Nella lettera la vecchia Nitti parlava molto delle speranze ch’ella riponeva in Alfonso; diceva di aver scritto alla signorina Francesca Barrini governante di casa dei Maller per raccomandarlo. Poi, per tutta la lettera aveva sparso saluti da singoli amici del villaggio di cui la vecchia signora con tutta pazienza indicava nome e cognome con l’aggiunta – ti saluta tanto, – infine due linee di baci ed abbracci e la firma: – tua madre Carolina.
Di sotto però, preceduta da un P.S. c’era la frase: – Da due giorni non sto molto bene; oggi però sto meglio.
IV
Alfonso credeva di avere dello spirito e ne aveva di fatto nei soliloqui. Non gli era stato mai concesso di farne con persone ch’egli stimasse ne valessero la fatica, e, recandosi dai Maller, pensava che un suo sogno stava per realizzarsi. Aveva meditato molto sul modo di contenersi in società e s’era preparato alcune massime sicure sufficienti a tener luogo a qualunque altra lunga pratica. Bisognava parlare poco, concisamente e, se possibile, bene; bisognava lasciar parlare spesso gli altri, mai interrompere, infine essere disinvolto e senza che ne trapelasse sforzo. Voleva dimostrare che si può essere nato e vissuto in un villaggio e per naturale buon senso non aver bisogno di pratica per contenersi da cittadino e di spirito.
La casa del signor Maller era situata in via dei Forni, una via della città nuova, composta di case mancanti d’eleganza all’esterno, grigie, di cinque piani con a pianterreno dei magazzini spaziosi. Non era molto illuminata e, di sera, cessato il movimento dei carri asportanti merci, poco frequentata.
Era piovuto nella giornata e Alfonso, per non infangarsi, camminava rasentando le mura delle case. Trovata la casa, egli rimase alquanto sorpreso nell’atrio. Era illuminato che pareva giorno. Largo, diviso in due parti separate da una scalinata, aveva l’aspetto di un anfiteatro in miniatura.

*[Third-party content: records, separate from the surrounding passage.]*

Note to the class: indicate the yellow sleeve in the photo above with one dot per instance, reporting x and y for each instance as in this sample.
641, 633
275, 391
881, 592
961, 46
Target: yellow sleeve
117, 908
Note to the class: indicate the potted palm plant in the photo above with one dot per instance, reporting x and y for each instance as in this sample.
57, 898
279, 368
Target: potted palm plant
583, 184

Era completamente deserto e, salendo la scalinata, non udendo che il suono e l’eco dei propri passi, Alfonso credette di essere l’eroe di qualche racconto di fate.
Prima persona che gli si presentò sulle scale fu un vecchio rubizzo dalla barba bianca ben conservata, che scendeva canticchiando. – Chi cerca? – gli chiese, e il tono di quella voce bastò per far capire ad Alfonso che ad onta del suo vestito nero in quella casa si riconosceva in lui alla prima occhiata l’uomo povero.

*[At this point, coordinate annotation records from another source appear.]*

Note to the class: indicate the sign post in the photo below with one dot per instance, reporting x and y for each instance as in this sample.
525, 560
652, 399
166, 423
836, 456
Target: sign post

– Abita qui il signor Maller? – chiese timidamente.
Il volto del vecchio divenne anche più serio; non era possibile che una persona pulita non sapesse dove abitava il signor Maller; cominciava già ad annusare l’accattone.

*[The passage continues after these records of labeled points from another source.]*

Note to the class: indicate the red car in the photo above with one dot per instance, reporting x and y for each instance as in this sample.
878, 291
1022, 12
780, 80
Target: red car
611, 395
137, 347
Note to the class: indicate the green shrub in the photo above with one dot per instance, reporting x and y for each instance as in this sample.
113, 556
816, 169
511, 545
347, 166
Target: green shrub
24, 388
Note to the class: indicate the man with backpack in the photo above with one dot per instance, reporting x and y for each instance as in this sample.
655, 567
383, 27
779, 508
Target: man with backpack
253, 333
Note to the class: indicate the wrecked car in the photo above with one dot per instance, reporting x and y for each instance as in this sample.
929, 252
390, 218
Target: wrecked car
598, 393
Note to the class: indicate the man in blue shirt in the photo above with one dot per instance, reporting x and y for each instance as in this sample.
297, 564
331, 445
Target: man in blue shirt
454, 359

Si trovavano all’ultima scala per arrivare al primo piano; dal pianerottolo Santo sporse il suo capo ispido come un cardo:
– È un impiegato – gridò; – venga, venga, signor Nitti.
– Oh! Santo! – esclamò Alfonso lieto d’imbattersi in volto conosciuto, e salì le scale in premura.
Il portiere si lisciò la barba:
– Ah! così? – e senza salutare continuò a scendere, dopo pochi passi rimettendosi a canticchiare.
Santo, appoggiato negligentemente alla balaustrata, attese Alfonso senza mutar positura e quando lo ebbe accanto gli disse:
– La introdurrò io – sempre ancora immobile; poi, riflettendo: – È stato invitato dal signor Maller? – domanda che fece credere ad Alfonso che ci fosse una stanza apposita destinata a ricevere gl’impiegati invitati dal signor Maller.
Improvvisamente Santo si mise a camminare celermente verso una porta a destra.
– Scusi un istante, – gridò, e, lasciandolo sulla soglia, entrò nel corridoio con passo frettoloso, aperse la prima porta e la sbatacchiò dietro di sé. Rimasto solo, Alfonso si trovò in una semioscurità nel corridoio tappezzato a colori smorti con due porte per parte ed una in fondo, piccole, colorate in nero lucido.